The indictments will almost certainly target Hezbollah, the powerful Shiite movement backed by Syria and Iran.
Four of its members, including two senior figures, were indicted in July 2011 for the assassination that killed Hariri, the leader of Lebanon's Sunni Muslims, and forced Syria to withdraw its military forces from its tiny neighbor.
Hariri, a billionaire tycoon who was five times Lebanon's prime minister, was killed Feb. 14, 2005, in a massive truck bombing that wiped out his six-car motorcade and killed 22 other people.
It was the most critical political assassination in Lebanon, where the murder of political leaders has been commonplace since the 15-year civil war broke out in April 1975.

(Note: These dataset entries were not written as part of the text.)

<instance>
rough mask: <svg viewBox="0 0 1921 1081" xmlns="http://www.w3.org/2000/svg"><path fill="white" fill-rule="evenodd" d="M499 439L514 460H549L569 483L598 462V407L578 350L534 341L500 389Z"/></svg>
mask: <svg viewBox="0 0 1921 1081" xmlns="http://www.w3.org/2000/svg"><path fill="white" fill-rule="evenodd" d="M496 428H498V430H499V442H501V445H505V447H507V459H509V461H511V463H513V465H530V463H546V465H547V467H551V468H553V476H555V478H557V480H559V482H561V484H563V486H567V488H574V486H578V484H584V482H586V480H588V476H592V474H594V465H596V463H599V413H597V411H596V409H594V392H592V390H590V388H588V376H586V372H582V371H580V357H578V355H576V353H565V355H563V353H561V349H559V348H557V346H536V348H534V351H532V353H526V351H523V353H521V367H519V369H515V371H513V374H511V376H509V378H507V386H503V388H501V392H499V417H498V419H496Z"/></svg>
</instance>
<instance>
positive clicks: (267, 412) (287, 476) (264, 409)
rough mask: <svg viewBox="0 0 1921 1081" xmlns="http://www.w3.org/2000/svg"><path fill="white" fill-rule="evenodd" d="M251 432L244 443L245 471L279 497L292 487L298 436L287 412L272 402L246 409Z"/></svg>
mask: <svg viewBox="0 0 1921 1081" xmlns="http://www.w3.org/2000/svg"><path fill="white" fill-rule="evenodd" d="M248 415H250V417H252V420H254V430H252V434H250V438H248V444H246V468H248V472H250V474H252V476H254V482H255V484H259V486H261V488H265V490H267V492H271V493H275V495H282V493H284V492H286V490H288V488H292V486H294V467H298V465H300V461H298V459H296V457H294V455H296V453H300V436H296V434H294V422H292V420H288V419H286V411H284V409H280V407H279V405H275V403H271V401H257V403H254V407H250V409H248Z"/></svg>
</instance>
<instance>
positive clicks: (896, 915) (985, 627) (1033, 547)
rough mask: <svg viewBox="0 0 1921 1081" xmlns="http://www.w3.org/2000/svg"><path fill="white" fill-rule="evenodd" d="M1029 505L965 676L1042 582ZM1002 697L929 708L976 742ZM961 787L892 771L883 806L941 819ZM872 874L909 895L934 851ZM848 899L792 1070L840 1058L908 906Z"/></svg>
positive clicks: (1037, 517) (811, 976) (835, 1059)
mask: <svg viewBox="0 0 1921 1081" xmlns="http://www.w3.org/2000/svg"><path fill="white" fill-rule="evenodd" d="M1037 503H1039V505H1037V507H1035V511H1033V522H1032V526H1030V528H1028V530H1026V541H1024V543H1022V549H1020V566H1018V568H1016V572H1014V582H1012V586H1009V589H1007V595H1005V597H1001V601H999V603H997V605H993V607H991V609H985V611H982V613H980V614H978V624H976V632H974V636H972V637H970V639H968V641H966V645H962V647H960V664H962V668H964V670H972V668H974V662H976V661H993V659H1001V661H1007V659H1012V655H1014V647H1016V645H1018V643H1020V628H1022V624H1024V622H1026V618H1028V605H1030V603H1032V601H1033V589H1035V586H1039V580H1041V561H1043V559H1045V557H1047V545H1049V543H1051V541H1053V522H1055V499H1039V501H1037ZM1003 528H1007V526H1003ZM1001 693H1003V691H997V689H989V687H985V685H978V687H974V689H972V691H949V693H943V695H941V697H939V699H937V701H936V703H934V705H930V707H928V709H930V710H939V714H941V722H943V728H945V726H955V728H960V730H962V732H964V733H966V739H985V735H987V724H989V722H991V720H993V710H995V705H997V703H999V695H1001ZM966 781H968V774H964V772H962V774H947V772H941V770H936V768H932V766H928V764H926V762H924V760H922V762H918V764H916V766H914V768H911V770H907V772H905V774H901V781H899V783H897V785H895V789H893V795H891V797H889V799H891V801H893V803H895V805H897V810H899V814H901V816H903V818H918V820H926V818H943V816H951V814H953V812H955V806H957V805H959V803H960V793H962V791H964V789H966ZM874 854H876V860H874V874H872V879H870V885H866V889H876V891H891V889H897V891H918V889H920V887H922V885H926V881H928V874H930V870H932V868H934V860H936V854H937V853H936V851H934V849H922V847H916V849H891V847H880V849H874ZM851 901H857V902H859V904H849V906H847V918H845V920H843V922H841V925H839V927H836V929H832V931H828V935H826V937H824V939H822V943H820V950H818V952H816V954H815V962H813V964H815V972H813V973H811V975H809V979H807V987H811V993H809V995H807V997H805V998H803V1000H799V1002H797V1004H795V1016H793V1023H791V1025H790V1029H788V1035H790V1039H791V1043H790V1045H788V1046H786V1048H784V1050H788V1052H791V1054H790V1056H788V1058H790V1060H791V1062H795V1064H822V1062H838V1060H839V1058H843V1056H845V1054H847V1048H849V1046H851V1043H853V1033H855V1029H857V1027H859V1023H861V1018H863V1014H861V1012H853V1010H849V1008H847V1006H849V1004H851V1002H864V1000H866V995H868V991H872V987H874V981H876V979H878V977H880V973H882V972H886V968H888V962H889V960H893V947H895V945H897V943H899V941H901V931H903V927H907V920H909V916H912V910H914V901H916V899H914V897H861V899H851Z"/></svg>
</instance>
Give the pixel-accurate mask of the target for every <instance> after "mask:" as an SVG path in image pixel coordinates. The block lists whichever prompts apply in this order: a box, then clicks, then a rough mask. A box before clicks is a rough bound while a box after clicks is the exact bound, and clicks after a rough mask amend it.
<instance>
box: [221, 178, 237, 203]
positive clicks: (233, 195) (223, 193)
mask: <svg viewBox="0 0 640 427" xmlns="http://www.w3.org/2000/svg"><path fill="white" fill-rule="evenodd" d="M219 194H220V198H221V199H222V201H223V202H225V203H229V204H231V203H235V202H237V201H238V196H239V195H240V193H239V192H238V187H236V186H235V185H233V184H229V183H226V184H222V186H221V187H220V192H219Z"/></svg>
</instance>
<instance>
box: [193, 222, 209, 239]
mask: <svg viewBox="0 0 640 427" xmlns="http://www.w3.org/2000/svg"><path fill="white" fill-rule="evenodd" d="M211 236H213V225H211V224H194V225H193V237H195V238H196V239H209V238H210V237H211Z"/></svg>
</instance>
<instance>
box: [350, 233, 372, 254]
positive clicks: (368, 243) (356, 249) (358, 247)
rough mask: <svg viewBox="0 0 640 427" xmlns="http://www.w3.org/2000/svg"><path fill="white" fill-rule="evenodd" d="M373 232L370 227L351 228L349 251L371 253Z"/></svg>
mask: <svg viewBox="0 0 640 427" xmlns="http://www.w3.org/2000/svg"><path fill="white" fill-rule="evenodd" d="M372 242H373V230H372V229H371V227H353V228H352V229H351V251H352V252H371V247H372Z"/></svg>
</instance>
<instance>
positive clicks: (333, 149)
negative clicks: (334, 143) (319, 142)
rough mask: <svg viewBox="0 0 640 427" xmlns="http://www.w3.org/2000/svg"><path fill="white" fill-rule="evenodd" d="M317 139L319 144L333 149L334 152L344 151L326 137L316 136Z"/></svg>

Hariri was slain after he declared his opposition to Syria's control of Lebanon that began in 1976 and sought to end the quasi-occupation by some 30,000 Syrian troops and a vast army of intelligence operatives.
His assassination deepened Lebanon's smoldering sectarian divisions, with a Sunni-Christian alliance demanding the return of full Lebanese sovereignty, and a rival Shiite-Christian coalition, dominated by Hezbollah, supporting the Damascus regime.
On Monday, the tribunal ruled from its headquarters in the Netherlands that it has the jurisdiction to put Hariri's alleged killers on trial in absentia.
Defense lawyers representing the four Hezbollah suspects had claimed in pretrial motions the tribunal violated Lebanese sovereignty and couldn't guarantee a fair trial to those indicted. They claimed it was biased in favor of the Western- and Saudi-backed, Sunni-led March 14 political coalition headed by Hariri's son, Saad.
The tribunal, the first international tribunal to deal with terrorism as a distinct crime, was set up following a long U.N. investigation that linked Hezbollah personnel -- although not the organization itself -- to the assassination of Hariri.
The Syrian regime and its intelligence apparatus, a key pillar of the dictatorship, were initially seen as the prime suspect but in the end, analysis of mobile telephone traffic led investigators to indict the Hezbollah personnel.
In the minds of many Hariri supporters, the Syrian regime of President Bashar Assad is still held responsible, largely on the premise that Hezbollah wouldn't have assassinated someone of Hariri's international status without the green light from Damascus.
Meantime, Hezbollah, which dominates the current government that ousted a Saad Hariri coalition in January 2011, has sought to systematically discredit the tribunal as a U.S.-Israeli conspiracy.
Hezbollah Secretary-General Hassan Nasrallah refuses to hand over the suspects and threatens to "cut off the hands" of anyone who tries.
The government insists it can't locate the men.
The tribunal hasn't identified the suspects it expects to indict. But it's not clear -- and even seven years after Hariri was killed, there's an awful lot about this affair that remains murky -- why these individuals were not indicted earlier.
Some people believed to have been involved in the Hariri plot have disappeared. Others have died, some in suspicious circumstances.
On Oct. 12, 2005, the Syrian regime said Gen. Ghazi Kenaan, the head of Syrian Military Intelligence in Lebanon in 1982-2002 who had intimate dealings with Hariri, shot himself in his Damascus office after denying a financial links to Hariri.
To this day, it's widely believed Kenaan was silenced by the regime after he'd been questioned by U.N. investigators. Damascus denies that.
But initial reports to the Security Council by the chief investigator at the time, German Judge Detlev Mehlis, said Kenaan was one of several Syrian and pro-Syrian Lebanese security chiefs who plotted the assassination.
The council excised Kenaan's name from the public version of the report.
On Feb.12, 2008, Hezbollah's iconic and elusive military chief, Imad Mughniyeh, who many saw as the brains behind the Hariri killing, was assassinated in Damascus by persons unknown.
On July 19, two weeks ago, Assef Shawkat, former head of Syrian Military Intelligence and Assad's brother-in-law, was killed, with other senior regime figures, in a bombing inside one of the most secure buildings in Damascus.
Shawkat, a dominating figure in Assad's inner circle, was widely suspected to have been involved in planning the Hariri hit.